BPtK 01. Oktober 2014
Intensivbehandlung tageweise abrechenbar, Personalstandards fehlen weiterhin

Selbstverwaltung beschließt PEPP-Entgeltkatalog 2015

Der Spitzenverband der gesetzlichen Krankenversicherung, die Deutsche Krankenhausgesellschaft und der Verband der Privaten Krankenversicherung haben sich am 26. September 2014 auf den Entgeltkatalog für das pauschalierende Entgeltsystem für Psychiatrie und Psychosomatik (PEPP) für das Jahr 2015 geeinigt.

Wesentliche Veränderungen im Vergleich zu 2014 betreffen eine geringere Absenkung der Relativgewichte im Behandlungsverlauf, die Einführung ergänzender Tagesentgelte, z. B. für Intensivbehandlung, und die Möglichkeit, zukünftig auch den Entlassungstag abrechnen zu können. Für eine leitliniengerechte stationäre Versorgung psychisch kranker Menschen sind jedoch weitere Veränderungen notwendig. Dazu gehört insbesondere, dass der Gemeinsame Bundesausschuss verbindliche Personalstandards erarbeitet und verabschiedet. Ohne eine ausreichende Ausstattung der Einrichtungen mit therapeutischem Personal ist eine qualitativ hochwertige, an den Bedürfnissen der Patienten ausgerichtete Versorgung, in der Zwangsmaßnahmen die Ausnahme sind, nicht zu gewährleisten. Hierfür müssen ausreichende finanzielle Mittel zur Verfügung gestellt und Quersubventionierungen anderer Krankenhausbereiche aus Mitteln der Psychiatrie verhindert werden.

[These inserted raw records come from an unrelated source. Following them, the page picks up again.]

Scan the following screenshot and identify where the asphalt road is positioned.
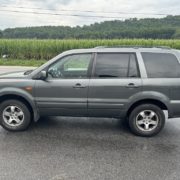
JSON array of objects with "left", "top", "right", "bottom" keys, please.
[{"left": 0, "top": 68, "right": 180, "bottom": 180}]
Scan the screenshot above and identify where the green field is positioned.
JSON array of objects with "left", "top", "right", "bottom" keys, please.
[{"left": 0, "top": 39, "right": 180, "bottom": 60}]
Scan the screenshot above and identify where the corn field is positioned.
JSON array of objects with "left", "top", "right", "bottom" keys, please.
[{"left": 0, "top": 39, "right": 180, "bottom": 60}]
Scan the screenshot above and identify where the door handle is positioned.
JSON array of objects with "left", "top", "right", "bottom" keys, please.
[
  {"left": 126, "top": 83, "right": 139, "bottom": 88},
  {"left": 73, "top": 83, "right": 86, "bottom": 89}
]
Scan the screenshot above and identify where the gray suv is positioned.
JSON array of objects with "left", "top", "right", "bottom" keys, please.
[{"left": 0, "top": 47, "right": 180, "bottom": 136}]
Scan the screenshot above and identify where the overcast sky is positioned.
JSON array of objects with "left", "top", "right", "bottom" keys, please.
[{"left": 0, "top": 0, "right": 180, "bottom": 29}]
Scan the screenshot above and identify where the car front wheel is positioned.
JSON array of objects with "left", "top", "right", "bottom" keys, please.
[
  {"left": 129, "top": 104, "right": 165, "bottom": 137},
  {"left": 0, "top": 100, "right": 31, "bottom": 131}
]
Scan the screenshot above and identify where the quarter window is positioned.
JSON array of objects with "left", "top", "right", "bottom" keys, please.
[
  {"left": 48, "top": 54, "right": 92, "bottom": 78},
  {"left": 142, "top": 52, "right": 180, "bottom": 78},
  {"left": 95, "top": 53, "right": 139, "bottom": 78}
]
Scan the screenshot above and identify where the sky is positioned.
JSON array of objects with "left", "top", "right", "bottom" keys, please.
[{"left": 0, "top": 0, "right": 180, "bottom": 30}]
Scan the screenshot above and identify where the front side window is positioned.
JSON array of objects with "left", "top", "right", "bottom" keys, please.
[
  {"left": 142, "top": 52, "right": 180, "bottom": 78},
  {"left": 94, "top": 53, "right": 139, "bottom": 78},
  {"left": 48, "top": 54, "right": 92, "bottom": 78}
]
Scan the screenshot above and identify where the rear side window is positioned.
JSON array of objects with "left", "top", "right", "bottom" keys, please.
[
  {"left": 95, "top": 53, "right": 139, "bottom": 78},
  {"left": 142, "top": 52, "right": 180, "bottom": 78}
]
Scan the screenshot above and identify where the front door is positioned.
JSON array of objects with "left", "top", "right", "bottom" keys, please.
[
  {"left": 88, "top": 53, "right": 142, "bottom": 117},
  {"left": 35, "top": 54, "right": 92, "bottom": 116}
]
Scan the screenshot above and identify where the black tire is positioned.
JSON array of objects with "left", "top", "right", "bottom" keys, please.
[
  {"left": 0, "top": 100, "right": 31, "bottom": 131},
  {"left": 129, "top": 104, "right": 165, "bottom": 137}
]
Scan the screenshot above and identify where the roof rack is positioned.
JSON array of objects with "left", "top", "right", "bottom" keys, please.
[{"left": 95, "top": 45, "right": 171, "bottom": 49}]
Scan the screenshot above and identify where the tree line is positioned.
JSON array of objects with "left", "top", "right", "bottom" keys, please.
[{"left": 0, "top": 16, "right": 180, "bottom": 39}]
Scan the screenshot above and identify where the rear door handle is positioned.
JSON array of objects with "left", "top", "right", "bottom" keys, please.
[
  {"left": 126, "top": 83, "right": 139, "bottom": 88},
  {"left": 73, "top": 83, "right": 86, "bottom": 89}
]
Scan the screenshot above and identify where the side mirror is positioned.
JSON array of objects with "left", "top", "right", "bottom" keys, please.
[{"left": 39, "top": 71, "right": 48, "bottom": 80}]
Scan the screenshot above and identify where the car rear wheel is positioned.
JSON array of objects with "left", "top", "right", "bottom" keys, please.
[
  {"left": 0, "top": 100, "right": 31, "bottom": 131},
  {"left": 129, "top": 104, "right": 165, "bottom": 137}
]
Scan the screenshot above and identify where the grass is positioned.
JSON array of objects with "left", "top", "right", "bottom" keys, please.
[
  {"left": 0, "top": 59, "right": 47, "bottom": 67},
  {"left": 0, "top": 39, "right": 180, "bottom": 60}
]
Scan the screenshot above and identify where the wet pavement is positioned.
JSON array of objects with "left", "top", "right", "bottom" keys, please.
[{"left": 0, "top": 67, "right": 180, "bottom": 180}]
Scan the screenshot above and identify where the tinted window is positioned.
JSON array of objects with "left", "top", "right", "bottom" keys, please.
[
  {"left": 48, "top": 54, "right": 91, "bottom": 78},
  {"left": 142, "top": 53, "right": 180, "bottom": 78},
  {"left": 95, "top": 53, "right": 138, "bottom": 78}
]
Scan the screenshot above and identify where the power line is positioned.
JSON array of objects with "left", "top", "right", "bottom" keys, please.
[
  {"left": 0, "top": 9, "right": 124, "bottom": 19},
  {"left": 1, "top": 5, "right": 172, "bottom": 16}
]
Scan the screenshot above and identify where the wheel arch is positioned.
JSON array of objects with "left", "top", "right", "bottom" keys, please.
[
  {"left": 0, "top": 93, "right": 39, "bottom": 121},
  {"left": 126, "top": 99, "right": 169, "bottom": 117}
]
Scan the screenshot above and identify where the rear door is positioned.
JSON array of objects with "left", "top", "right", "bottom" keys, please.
[{"left": 88, "top": 53, "right": 142, "bottom": 117}]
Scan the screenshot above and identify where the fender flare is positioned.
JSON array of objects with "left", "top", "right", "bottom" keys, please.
[{"left": 0, "top": 87, "right": 40, "bottom": 122}]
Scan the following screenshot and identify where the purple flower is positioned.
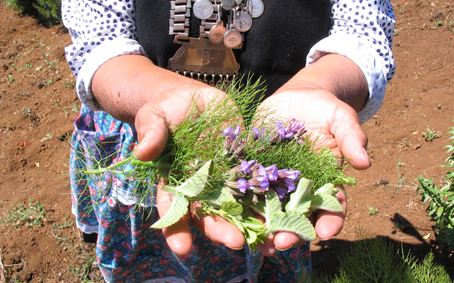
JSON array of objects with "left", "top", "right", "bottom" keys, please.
[
  {"left": 222, "top": 127, "right": 233, "bottom": 136},
  {"left": 252, "top": 127, "right": 265, "bottom": 140},
  {"left": 238, "top": 179, "right": 248, "bottom": 194},
  {"left": 259, "top": 165, "right": 279, "bottom": 181},
  {"left": 241, "top": 160, "right": 255, "bottom": 174},
  {"left": 274, "top": 187, "right": 288, "bottom": 199}
]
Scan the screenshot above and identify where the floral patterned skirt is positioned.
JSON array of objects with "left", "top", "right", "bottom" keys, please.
[{"left": 70, "top": 106, "right": 311, "bottom": 283}]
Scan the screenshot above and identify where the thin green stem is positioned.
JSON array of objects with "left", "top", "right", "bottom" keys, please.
[{"left": 85, "top": 156, "right": 135, "bottom": 175}]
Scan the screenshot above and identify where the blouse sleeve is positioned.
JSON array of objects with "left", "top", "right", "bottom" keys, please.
[
  {"left": 307, "top": 0, "right": 395, "bottom": 123},
  {"left": 62, "top": 0, "right": 145, "bottom": 110}
]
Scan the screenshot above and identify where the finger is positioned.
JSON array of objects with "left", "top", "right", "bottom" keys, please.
[
  {"left": 332, "top": 109, "right": 371, "bottom": 170},
  {"left": 315, "top": 187, "right": 347, "bottom": 240},
  {"left": 256, "top": 215, "right": 304, "bottom": 256},
  {"left": 274, "top": 232, "right": 305, "bottom": 251},
  {"left": 257, "top": 235, "right": 276, "bottom": 256},
  {"left": 255, "top": 214, "right": 276, "bottom": 256},
  {"left": 135, "top": 104, "right": 169, "bottom": 161},
  {"left": 191, "top": 202, "right": 246, "bottom": 250},
  {"left": 156, "top": 186, "right": 192, "bottom": 256}
]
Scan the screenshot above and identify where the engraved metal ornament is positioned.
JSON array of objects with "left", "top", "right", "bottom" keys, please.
[
  {"left": 208, "top": 20, "right": 227, "bottom": 44},
  {"left": 248, "top": 0, "right": 265, "bottom": 18},
  {"left": 223, "top": 29, "right": 243, "bottom": 48},
  {"left": 167, "top": 36, "right": 240, "bottom": 86},
  {"left": 221, "top": 0, "right": 235, "bottom": 10},
  {"left": 233, "top": 11, "right": 252, "bottom": 32},
  {"left": 192, "top": 0, "right": 213, "bottom": 20}
]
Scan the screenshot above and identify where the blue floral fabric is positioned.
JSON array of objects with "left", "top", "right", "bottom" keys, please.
[{"left": 70, "top": 106, "right": 311, "bottom": 283}]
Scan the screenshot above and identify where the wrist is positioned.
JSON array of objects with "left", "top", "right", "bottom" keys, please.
[{"left": 279, "top": 54, "right": 368, "bottom": 112}]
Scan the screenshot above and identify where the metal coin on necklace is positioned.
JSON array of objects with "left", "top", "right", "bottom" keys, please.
[
  {"left": 247, "top": 0, "right": 265, "bottom": 18},
  {"left": 192, "top": 0, "right": 213, "bottom": 20},
  {"left": 233, "top": 10, "right": 252, "bottom": 32}
]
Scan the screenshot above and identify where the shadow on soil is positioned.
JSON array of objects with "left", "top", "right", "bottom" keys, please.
[{"left": 312, "top": 213, "right": 454, "bottom": 281}]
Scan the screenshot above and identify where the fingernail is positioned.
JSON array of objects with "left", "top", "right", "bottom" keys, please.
[
  {"left": 274, "top": 245, "right": 293, "bottom": 252},
  {"left": 134, "top": 137, "right": 147, "bottom": 155},
  {"left": 363, "top": 147, "right": 372, "bottom": 166},
  {"left": 227, "top": 246, "right": 244, "bottom": 251},
  {"left": 319, "top": 237, "right": 332, "bottom": 241}
]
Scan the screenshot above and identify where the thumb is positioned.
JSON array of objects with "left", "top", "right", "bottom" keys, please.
[
  {"left": 332, "top": 112, "right": 371, "bottom": 170},
  {"left": 135, "top": 104, "right": 169, "bottom": 161}
]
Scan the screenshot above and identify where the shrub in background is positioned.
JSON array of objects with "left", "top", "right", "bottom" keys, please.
[
  {"left": 416, "top": 124, "right": 454, "bottom": 254},
  {"left": 312, "top": 238, "right": 452, "bottom": 283},
  {"left": 3, "top": 0, "right": 61, "bottom": 26}
]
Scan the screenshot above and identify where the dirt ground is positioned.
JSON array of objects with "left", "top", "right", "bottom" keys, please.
[{"left": 0, "top": 0, "right": 454, "bottom": 282}]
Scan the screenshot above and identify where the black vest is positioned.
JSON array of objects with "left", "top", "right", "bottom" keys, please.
[{"left": 136, "top": 0, "right": 331, "bottom": 95}]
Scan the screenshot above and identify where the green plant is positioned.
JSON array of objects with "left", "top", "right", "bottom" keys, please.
[
  {"left": 416, "top": 124, "right": 454, "bottom": 253},
  {"left": 5, "top": 198, "right": 47, "bottom": 227},
  {"left": 313, "top": 238, "right": 451, "bottom": 283},
  {"left": 422, "top": 127, "right": 440, "bottom": 141}
]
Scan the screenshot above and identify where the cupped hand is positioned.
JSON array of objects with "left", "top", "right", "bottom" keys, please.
[
  {"left": 91, "top": 55, "right": 245, "bottom": 255},
  {"left": 254, "top": 86, "right": 370, "bottom": 256},
  {"left": 156, "top": 187, "right": 246, "bottom": 256}
]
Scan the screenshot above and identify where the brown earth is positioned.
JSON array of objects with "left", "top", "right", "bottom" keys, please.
[{"left": 0, "top": 0, "right": 454, "bottom": 282}]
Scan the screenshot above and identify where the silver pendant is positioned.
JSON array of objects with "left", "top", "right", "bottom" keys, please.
[
  {"left": 192, "top": 0, "right": 213, "bottom": 20},
  {"left": 208, "top": 20, "right": 227, "bottom": 45},
  {"left": 224, "top": 29, "right": 243, "bottom": 48},
  {"left": 233, "top": 11, "right": 252, "bottom": 32},
  {"left": 248, "top": 0, "right": 265, "bottom": 18},
  {"left": 221, "top": 0, "right": 234, "bottom": 11}
]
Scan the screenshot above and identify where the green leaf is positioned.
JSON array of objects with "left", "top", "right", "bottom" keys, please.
[
  {"left": 221, "top": 201, "right": 243, "bottom": 216},
  {"left": 175, "top": 160, "right": 213, "bottom": 197},
  {"left": 310, "top": 193, "right": 342, "bottom": 212},
  {"left": 243, "top": 199, "right": 266, "bottom": 217},
  {"left": 151, "top": 194, "right": 189, "bottom": 229},
  {"left": 285, "top": 178, "right": 314, "bottom": 213},
  {"left": 265, "top": 191, "right": 282, "bottom": 226},
  {"left": 267, "top": 211, "right": 316, "bottom": 241},
  {"left": 191, "top": 187, "right": 236, "bottom": 207},
  {"left": 243, "top": 217, "right": 266, "bottom": 233}
]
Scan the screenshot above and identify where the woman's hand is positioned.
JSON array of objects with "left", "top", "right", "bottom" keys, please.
[
  {"left": 92, "top": 55, "right": 245, "bottom": 255},
  {"left": 254, "top": 54, "right": 371, "bottom": 256}
]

Bei den neuen PEPP-Pauschalen gibt es zukünftig geringere „Vergütungssprünge“ im Behandlungsverlauf, da die Relativgewichte langsamer abgesenkt werden. Relativgewichte drücken den Behandlungsaufwand aus, der für eine bestimmte Patientengruppe notwendig ist. Einem theoretischen Durchschnittsfall wird ein Relativgewicht von 1 zugewiesen. Patienten, die einen höheren Behandlungsaufwand erfordern, erhalten ein Relativgewicht von mehr als 1. Multipliziert man das Relativgewicht mit dem „Basisfallwert“, erhält man den Betrag, den eine Krankenkasse für einen Patienten je Tag zahlen muss. Zukünftig sinken die Relativgewichte geringer als bisher. Dadurch sinken auch die Beträge, die das Krankenhaus je Tag erhält, gleichmäßiger.

Durch ergänzende Tagesentgelte kann außerdem ein kurzzeitig entstehender höherer Aufwand, z. B. eine Intensivbehandlung aufgrund einer suizidalen Krise, abgerechnet werden. Die Abrechenbarkeit des Entlassungstags führt zusätzlich zu einer Aufwertung der einzelnen PEPP-Pauschalen.